Playing with graphs 4: NLP

Introduction

Today we’re going to explore a graph by traversing it. Traversing a graph is simply querying a graph in a similar way we would query a SQL database. When researchers explore graphs they typically say something along the lines of “we start at x node, then we find all of its y-typed connections, and then we explore the nodes on the other side of these connections.” There is an intuitive way of traversing graphs that follows a

First start here
Then go there
Then go there
Then…

kind of logic. If you are familiar with the magrittr pipe then you should be able recognize the similarity of syntax

variable %>%
  function_1 %>%
  function_2 %>%
  function_3 %>%
  ... %>%
  function_n

We will explore how igraph and magrittr play with eachother and see how well we can traverse a graph filled with information.

Data

The dataset we will explore is a graphml document with information on most, but not all, of the movies listed in the wikipedia page devoted to lgbtq movies. The graphml is loaded with information of people who worked on the film, of languages the film was spoken in, of countries the film was filmed in, and a description of the movie (provided by wikipedia). The graphml can be found in my github account.

packages <- c('tidyverse', 'stringr', 'igraph')
sapply(packages, library, character.only = T)
lgbtq_movie_net <- read_graph('lgbtq_movie_network.graphml', 'graphml')

The structure of this database resembles the below graph schema:

Movies are spoken in Languages
People star in, direct, write, write music for, edit, and produce Movies
Movies are filmed in Countries
Words can be found in Movie (descriptions)
Words can follow other Words (in descriptions)

igraph functions

igraph has a lot of valuable functions - the documentation is about 460 pages long. If you want to do something to a graph, than igraph probably has a function to do that thing. The only functions we will care about for today are:

V()

V() takes a graph object and returns all the vertices within the graph. The output is an atomic vector (c()) and not a graph object.

E()

E() takes a graph object and returns all the edges within the graph. The output is an atomic vector (c()) and not a graph object.

induced_subgraph()

induced_subgraph() takes a graph object and filters it down to include only the vertices provided.
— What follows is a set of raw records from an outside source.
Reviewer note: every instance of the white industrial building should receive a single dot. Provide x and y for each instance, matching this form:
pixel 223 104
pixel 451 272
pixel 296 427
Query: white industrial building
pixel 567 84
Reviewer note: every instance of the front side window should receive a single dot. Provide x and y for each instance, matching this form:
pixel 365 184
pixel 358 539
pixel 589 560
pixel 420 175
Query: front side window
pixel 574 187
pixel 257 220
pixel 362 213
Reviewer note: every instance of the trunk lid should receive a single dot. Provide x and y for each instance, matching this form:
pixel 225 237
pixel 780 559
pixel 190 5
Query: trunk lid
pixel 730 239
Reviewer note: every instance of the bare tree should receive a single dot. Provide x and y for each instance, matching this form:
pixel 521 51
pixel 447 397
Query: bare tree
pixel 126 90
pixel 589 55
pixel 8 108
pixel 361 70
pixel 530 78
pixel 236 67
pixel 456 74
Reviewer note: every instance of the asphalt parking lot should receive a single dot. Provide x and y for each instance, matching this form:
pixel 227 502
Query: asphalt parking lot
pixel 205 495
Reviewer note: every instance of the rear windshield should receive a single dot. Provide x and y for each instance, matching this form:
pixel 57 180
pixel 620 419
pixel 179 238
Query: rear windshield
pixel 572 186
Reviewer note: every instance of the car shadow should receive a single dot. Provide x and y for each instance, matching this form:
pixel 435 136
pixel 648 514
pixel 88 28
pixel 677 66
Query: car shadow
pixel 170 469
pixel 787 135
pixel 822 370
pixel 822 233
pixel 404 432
The first variable inputted, the one that magrittr assumes, is a graph object and the second variable inputted is a vector of vertex ids or names.

subgraph.edges()

subgraph.edges() takes a graph object and filters it down to include only the edges provided. The first variable inputted, the one that magrittr assumes, is a graph object and the second variable inputted is a a vector of edges.

ego()

ego() takes a graph object, and outputs the vertices provided as well as the nodes within an n order of edges of those vertices. The output is a list for each vertex inputted and the nodes with an n order of edges of that vertex.

degree()

degree() takes a graph object, and outputs the number of edges each of its vertices have. The output is a named number vector.

get_diameter()

get_diameter() takes a graph object and provides an ordered vector of the nodes that create the largest path.

Helper functions

The magrittr pipe is awesome because it helps you apply functions to an object in a syntactically intuitive way. However, it is limited because it assumes a functions first input is where the data object should go. Many igraph functions take a graph data object as the first input, however, they don’t always output a graph object - sometimes the output is an edge vector or a vertex vector. The below helper functions are simple wrappers created to adjust for magrittr’s assumption as well as other useful tasks:

#same as induced_subgraph() but with the first input being a vertex vector
reverse_induced_subgraph <- function(nodes, graph){
  induced_subgraph(graph = graph, vids = nodes)
}

#same as subgraph.edges() but with the first input being an edge vector
reverse_subgraph_edges <- function(edges, graph, delete.vertices = T){
  subgraph.edges(graph = graph, eids = edges, delete.vertices = delete.vertices)
}

#same as ego() but with the first input being a vertex vector
reverse_ego <- function(nodes, graph, order = 1, mode = 'all' ){
  ego(graph = graph, order = order, nodes = nodes, mode = mode) 
}

#same as degree() but with the first input being vertex vector
reverse_degree <- function(v, graph, mode = 'all'){
  degree(graph = graph, v = v, mode = mode)
}

#saves an object to the global environment to be referenced later
#does not change the input object and the pipe chain can continue
save_as <- function(x, name){
  assign(name, x, envir=globalenv())
  x
}

#changes the object being piped to a different object
smooth_transition <- function(x, y){
  y
}

NLP

Most modern smart phones come with an autofill feature where you enter a word and the phone recommend what the next word is. If you trust your smart phone and allow the autofill to fill in words over and over again, you might get a pretty reasonable sentence that sorta-kinda resembles a sentence you would write yourself. We can mimic this feature by traversing a graph of words. The lgbtq_movie_net graph contains all the words found in the description of each of its movies. The order of the words can be seen by following the next-type edges. next-type edges connect one word with another word that has been found after it.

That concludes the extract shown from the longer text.